Saturday, January 16, 2010

Evolution by Design

Well, it's almost the start of the new semester. Classes start this coming Tuesday and slowly more and more students are arriving back on campus. I, along with a handful of other OCC students, came back a week early for winter session. Winter session is the opportunity for students to get a class done in a week...literally. Some people went on a Spiritual Reformation retreat, others to New York for Urban Ministries, some took Foundations for Christian Education, but I took Creation and Science.


Creation and Science is one of the least favored classes at OCC. I was told by everyone who had taken the class before to avoid taking it over the semester and to take it over winter session. So that's what I intended to do. I figured, "Well, it may suck, but at least I'll be done with it in a week." And then I found out that Andrew Kirschner, one of the most favored professors at OCC, was teaching it over winter session this year. I made sure that I was going to be in that class with him. Not taking Creation and Science with Kirsch was not an option. And of course I made the enrollment list only hours before the class was closed.


I just knew that with Kirschner teaching Creation and Science, the class had to be awesome. And not to my surprise, it was. I've only been going to Ozark for a year and a half now, but by far, Creation and Science was my favorite class. It made me think and analyze things I never have before and I was presented with arguments to help better explain my faith. I was so exhausted by the end of every seven hour lecture, but I always walked away really excited and anticipating the next day to be just as awesome, if not, more! I can't think of one time when I was bored.


One day in class Kirsch split us up into groups and had us read different chapters from a book of compilations of writings from scientists, athiests, Christians, and Darwinists/evolutionists. The chapter our group read was written by Jonathan Wells who believes in evolution by design. In other words, he believes in evolution, but not in Darwinian evolution (the idea that everything came about by random chance and natural selection). He claims that there was a designer (although he doesn't specify who the designer could have been) and that he created the earth with us humans in mind but left the earth to evolve, with humans, of course, being the end of the evolution process.


Now, I won't say that his arguments weren't valid and didn't make sense, but of course I don't believe his theory. This is something I thought about alot this week and have a problem with because I know that some Christians believe that God used evolution. I don't believe He did.

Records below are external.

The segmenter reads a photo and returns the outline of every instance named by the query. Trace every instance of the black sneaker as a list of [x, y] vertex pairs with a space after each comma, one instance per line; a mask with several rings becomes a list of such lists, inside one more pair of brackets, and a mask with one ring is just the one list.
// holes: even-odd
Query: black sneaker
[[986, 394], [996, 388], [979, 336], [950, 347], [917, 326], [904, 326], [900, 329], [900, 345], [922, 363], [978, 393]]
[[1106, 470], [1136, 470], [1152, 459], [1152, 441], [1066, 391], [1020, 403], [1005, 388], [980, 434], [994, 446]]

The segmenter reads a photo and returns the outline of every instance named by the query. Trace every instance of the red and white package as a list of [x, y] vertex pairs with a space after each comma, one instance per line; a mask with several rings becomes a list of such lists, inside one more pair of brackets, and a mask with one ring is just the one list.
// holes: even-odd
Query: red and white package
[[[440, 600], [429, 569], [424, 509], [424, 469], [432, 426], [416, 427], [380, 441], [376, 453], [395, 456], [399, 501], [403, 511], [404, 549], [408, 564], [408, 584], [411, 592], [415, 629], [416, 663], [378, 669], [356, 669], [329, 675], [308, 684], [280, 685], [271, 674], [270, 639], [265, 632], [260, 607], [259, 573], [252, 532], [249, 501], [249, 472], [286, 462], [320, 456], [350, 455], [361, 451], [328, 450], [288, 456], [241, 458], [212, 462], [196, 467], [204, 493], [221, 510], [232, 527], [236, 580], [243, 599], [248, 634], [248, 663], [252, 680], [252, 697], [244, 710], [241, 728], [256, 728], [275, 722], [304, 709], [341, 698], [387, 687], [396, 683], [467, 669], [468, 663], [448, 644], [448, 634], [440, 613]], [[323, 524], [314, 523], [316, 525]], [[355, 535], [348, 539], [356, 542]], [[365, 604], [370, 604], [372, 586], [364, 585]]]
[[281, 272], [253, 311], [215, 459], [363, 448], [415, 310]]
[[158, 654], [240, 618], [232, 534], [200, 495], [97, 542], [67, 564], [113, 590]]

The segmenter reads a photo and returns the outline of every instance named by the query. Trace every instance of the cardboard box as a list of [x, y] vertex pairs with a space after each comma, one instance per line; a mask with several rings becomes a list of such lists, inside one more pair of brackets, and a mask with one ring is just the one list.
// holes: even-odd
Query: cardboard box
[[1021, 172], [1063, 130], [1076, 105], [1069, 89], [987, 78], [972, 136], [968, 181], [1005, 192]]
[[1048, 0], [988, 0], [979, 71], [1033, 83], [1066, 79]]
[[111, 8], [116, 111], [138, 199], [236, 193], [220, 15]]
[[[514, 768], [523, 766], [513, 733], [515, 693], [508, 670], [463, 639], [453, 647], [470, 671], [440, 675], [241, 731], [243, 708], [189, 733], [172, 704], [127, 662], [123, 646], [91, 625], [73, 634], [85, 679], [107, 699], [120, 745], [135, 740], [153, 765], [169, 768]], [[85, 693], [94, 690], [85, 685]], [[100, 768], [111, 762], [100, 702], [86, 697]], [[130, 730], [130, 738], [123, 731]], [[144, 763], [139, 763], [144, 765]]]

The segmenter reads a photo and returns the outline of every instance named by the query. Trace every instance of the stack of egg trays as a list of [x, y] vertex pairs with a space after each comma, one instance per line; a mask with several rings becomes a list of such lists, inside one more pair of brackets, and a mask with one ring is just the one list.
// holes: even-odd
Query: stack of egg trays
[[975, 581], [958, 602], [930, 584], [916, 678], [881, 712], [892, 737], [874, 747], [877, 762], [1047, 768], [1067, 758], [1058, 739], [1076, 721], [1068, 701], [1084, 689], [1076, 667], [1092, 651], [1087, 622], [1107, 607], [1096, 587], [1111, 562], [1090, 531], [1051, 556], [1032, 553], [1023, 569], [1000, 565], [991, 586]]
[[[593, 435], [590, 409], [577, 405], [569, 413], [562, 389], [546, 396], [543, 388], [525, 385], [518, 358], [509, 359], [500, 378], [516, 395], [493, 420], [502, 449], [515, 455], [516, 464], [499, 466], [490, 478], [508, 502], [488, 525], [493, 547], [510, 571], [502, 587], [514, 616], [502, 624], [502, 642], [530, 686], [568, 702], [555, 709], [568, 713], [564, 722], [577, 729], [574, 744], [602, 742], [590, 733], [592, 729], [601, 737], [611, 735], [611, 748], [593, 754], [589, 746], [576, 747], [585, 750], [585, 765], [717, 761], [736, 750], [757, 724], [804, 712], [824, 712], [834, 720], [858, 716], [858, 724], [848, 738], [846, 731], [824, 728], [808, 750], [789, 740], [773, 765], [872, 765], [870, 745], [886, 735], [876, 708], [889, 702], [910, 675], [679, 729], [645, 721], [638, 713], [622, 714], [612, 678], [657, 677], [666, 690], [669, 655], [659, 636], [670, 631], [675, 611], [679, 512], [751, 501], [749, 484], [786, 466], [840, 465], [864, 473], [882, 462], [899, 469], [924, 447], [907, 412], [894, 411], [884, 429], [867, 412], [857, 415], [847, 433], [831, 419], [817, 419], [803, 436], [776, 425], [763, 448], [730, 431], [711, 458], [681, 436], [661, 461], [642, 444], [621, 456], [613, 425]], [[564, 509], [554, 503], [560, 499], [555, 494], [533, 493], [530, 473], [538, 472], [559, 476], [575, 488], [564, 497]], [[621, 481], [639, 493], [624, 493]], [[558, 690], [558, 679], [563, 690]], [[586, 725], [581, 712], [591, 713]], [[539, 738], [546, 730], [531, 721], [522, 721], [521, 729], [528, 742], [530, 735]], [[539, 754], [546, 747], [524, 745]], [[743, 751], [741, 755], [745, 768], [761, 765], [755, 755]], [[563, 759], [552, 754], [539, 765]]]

First off, and most obvious, if you read Genesis one, you'll notice that God made everything. Nowhere does it say, "And God created an ameoba and left it to evolve into all of the animal kingdom and human race."

Now getting on to some more legit points...
God is perfect. There are many words to define the word perfect, one of them being complete/completiton. Someone or something is imperfect when it is lacking that which would make it perfect; it is incomplete. Evolution, in my understanding, is a description of imperfection. It explains that something evolves from another, making the post form better than the first. This does not sound like something a perfect designer would do. Because God is perfect, I don't believe He could have made something that is out of His character. When God created the Heavens and the earth and everything that dwells within them, he made them perfect and complete, no evolution necessary.

Also, saying God used evolution implies that he is impersonal. "God created an ameoba and sat back in his big recliner throne and left it to evolve into the rest of all living creatures." We know this is certainly not the case, not only by reading the Bible, but by examining our own personal relationship with Him. God is and was involved in everything good. God fought many battles on behalf of the Israelites in the Old Testament. God incarnate became the Christ in human flesh and died on the cross on our behalf. God sent His Holy Spirit to dwell in us that we may still have relationship with Him. God is very personal. He calls us to run to Him because He's the only one who could ever provide the answers we're looking for! He desires to have a relationship with His children. He knows our heart's desires and wishes to reward us accordingly. That does not sound like a God who would create an earth and then just leave it alone to do what it will.

God did not, by any means, use evolution!...And I really hope Kirschner reads this post.